Despite this progress, APTA continues to lobby for a full repeal of the 15% payment differential. APTA argues that the reduction limits patient access to care in rural and underserved communities. Practices can find detailed guidance on this ongoing effort through the APTA Medicare payment resources.
CMS publishes updates to the Medicare Physician Fee Schedule every year. These updates can bring changes to modifier guidance, supervision rules, and payment policies at any time. Billing teams must review the annual final rule carefully to stay current with every policy shift.

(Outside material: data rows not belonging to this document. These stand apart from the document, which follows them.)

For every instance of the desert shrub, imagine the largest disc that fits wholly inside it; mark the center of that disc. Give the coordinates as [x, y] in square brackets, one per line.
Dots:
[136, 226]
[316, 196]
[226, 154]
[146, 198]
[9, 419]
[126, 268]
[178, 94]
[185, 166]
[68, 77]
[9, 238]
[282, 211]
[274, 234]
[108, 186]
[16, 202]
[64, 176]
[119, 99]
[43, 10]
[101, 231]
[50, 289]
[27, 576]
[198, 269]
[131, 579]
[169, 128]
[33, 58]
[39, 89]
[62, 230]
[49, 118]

Every practice benefits most from investing in ongoing staff education over the long term. Regular training on modifier rules, documentation standards, and payer requirements shields the practice from compliance risks. It also helps the practice capture reimbursement accurately and completely on every claim it submits.
Conclusion
The CQ modifier plays a critical role in physical therapy billing under Medicare Part B. Providers must apply it when a PTA performs more than 10% of a unit of service during a therapy session. The modifier triggers a mandatory 15% payment reduction on that specific claim line. Every practice must maintain strong documentation, follow current supervision standards, and verify individual payer requirements to apply this modifier correctly. Practices that invest in compliance training and conduct regular audits will manage this modifier most successfully.